The following were observed/inspected:

Infection Control: The Infection Control Plan was reviewed. The facility has sufficient supply of Personal Protective Equipment (PPEs).

Operational Requirements: The facility has an approved fire clearance for 104 ambulatory and 116 non-ambulatory residents, of which 104 residents may be bedridden. A hospice waiver for 25 residents is approved. Facility does not handle resident monies. Liability Insurance in the amount of at least ($1,000,000) per occurrence and ($3,000,000) in total annual aggregate is current with an expiration date of 2/1/2026.

Physical Plant/Environment Safety: The facility is a 2-story building consisting of 119 resident rooms, Memory Care Unit, 2 activity rooms with fireplaces, library, game room, beauty salon, private dining room, dining room, shower rooms on the 1st and 2nd floors, outdoor courtyards with shaded areas, employee lounge, and offices. Resident rooms have required furniture, bedding, linens, and lighting. The majority of the resident rooms inspected had beds without mattress pads. The interior and exterior physical plant was inspected. Exit doors are free of any obstruction. Cleaning supplies and toxic substances are inaccessible to residents. The signal system was tested and is operational.

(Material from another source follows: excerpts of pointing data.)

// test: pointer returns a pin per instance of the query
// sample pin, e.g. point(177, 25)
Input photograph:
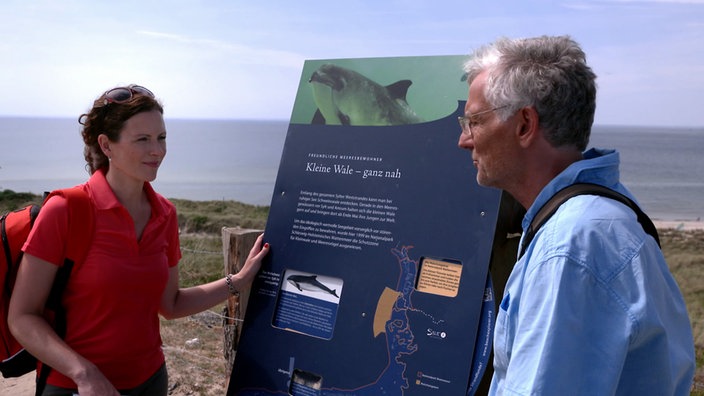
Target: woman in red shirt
point(112, 344)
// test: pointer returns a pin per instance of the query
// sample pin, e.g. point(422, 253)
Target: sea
point(239, 160)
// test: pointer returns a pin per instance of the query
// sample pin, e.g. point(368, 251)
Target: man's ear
point(529, 125)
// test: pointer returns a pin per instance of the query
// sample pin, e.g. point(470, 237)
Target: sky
point(239, 60)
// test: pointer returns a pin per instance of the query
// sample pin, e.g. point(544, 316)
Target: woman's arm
point(177, 302)
point(27, 323)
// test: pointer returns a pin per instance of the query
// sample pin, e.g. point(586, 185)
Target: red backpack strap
point(81, 222)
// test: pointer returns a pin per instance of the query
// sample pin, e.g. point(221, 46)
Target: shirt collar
point(104, 198)
point(598, 166)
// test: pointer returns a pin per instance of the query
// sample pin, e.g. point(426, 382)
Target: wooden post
point(236, 244)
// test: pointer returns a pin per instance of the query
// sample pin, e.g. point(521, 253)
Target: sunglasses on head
point(124, 94)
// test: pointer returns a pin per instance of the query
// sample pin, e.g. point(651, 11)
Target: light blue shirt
point(591, 308)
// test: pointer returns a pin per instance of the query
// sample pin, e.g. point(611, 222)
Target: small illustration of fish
point(345, 97)
point(310, 283)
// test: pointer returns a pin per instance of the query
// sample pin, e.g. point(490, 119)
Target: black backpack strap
point(568, 192)
point(81, 218)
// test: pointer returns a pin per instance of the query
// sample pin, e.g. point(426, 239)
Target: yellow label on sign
point(439, 277)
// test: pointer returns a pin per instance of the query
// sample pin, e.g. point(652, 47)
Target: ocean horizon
point(239, 159)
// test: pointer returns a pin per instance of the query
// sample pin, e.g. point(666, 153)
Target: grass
point(193, 346)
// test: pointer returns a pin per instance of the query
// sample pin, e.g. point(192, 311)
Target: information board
point(376, 282)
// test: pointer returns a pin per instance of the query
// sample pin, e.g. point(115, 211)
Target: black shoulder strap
point(566, 193)
point(81, 226)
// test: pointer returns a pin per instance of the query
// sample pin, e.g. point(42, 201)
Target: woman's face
point(140, 149)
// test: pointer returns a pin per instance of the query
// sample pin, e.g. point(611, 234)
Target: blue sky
point(235, 59)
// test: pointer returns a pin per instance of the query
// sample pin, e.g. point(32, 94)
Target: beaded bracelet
point(230, 287)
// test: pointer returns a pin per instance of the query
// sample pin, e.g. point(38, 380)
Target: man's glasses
point(466, 122)
point(124, 94)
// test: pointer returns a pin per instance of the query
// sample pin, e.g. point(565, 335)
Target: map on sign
point(376, 282)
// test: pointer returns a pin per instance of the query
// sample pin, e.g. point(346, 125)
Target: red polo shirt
point(112, 299)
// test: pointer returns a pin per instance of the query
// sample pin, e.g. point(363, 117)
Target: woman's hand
point(93, 383)
point(252, 265)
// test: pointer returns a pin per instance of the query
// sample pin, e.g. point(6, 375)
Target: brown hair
point(109, 119)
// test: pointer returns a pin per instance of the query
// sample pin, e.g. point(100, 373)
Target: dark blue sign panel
point(381, 239)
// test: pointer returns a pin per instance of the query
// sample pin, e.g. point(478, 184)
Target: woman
point(130, 275)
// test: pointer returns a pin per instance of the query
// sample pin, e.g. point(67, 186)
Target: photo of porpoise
point(310, 283)
point(346, 97)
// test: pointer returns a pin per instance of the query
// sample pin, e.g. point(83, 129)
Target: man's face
point(490, 138)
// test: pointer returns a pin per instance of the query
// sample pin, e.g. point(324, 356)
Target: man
point(591, 307)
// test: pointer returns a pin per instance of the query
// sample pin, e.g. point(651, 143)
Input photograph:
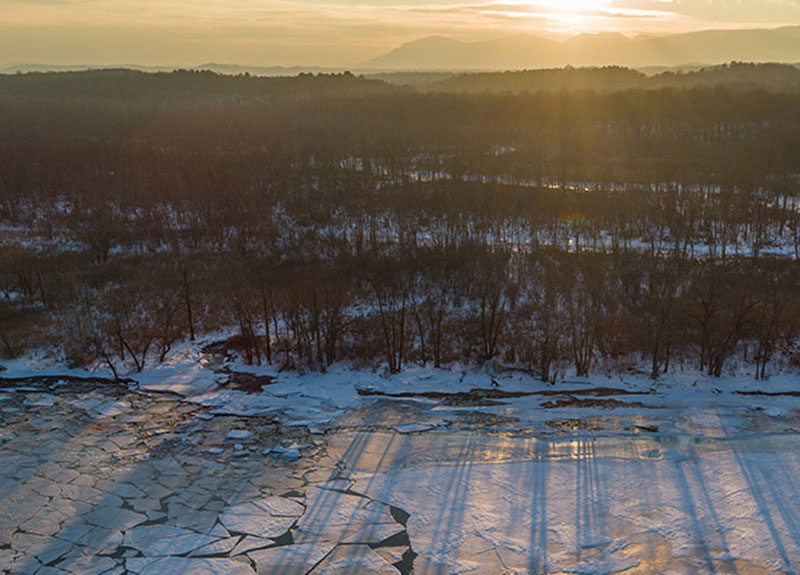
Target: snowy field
point(206, 466)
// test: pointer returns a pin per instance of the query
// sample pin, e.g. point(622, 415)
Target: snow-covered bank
point(515, 398)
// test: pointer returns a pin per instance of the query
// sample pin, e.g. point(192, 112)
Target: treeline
point(548, 232)
point(545, 312)
point(737, 76)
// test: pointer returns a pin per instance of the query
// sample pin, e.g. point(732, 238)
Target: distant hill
point(182, 85)
point(525, 52)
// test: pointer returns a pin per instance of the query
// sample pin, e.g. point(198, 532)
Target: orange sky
point(330, 32)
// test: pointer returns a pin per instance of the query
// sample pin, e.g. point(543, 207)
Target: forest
point(638, 227)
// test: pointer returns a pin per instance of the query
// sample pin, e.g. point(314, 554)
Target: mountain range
point(525, 52)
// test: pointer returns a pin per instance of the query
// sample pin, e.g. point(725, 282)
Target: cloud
point(331, 31)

Water temperature readings measured within the required 105 - 120 degrees Fahrenheit. There are evacuation chairs on facility stairwells to be used during an emergency as a path of egress from the facility to safety. The facility is equipped with sprinklers, smoke detectors, carbon monoxide detectors, and has charged fire extinguishers. Rooms 130 & 133 do not have No Smoking/Oxygen-In Use signs. The Memory Care Unit had cleanliness issues and deferred maintenance. The last fire inspection was conducted on 4/30/25 by Pasadena Fire Department.
NAME OF LICENSING PROGRAM MANAGER: Lisa Hicks
NAME OF LICENSING PROGRAM ANALYST: Noemi Galarza
LICENSING PROGRAM ANALYST SIGNATURE: DATE: 10/06/2025
I acknowledge receipt of this form and understand my licensing appeal rights as explained and received.
FACILITY REPRESENTATIVE SIGNATURE: DATE: 10/06/2025
This report must be available at Child Care and Group Home facilities for public review for 3 years.

LIC809 (FAS) - (06/04)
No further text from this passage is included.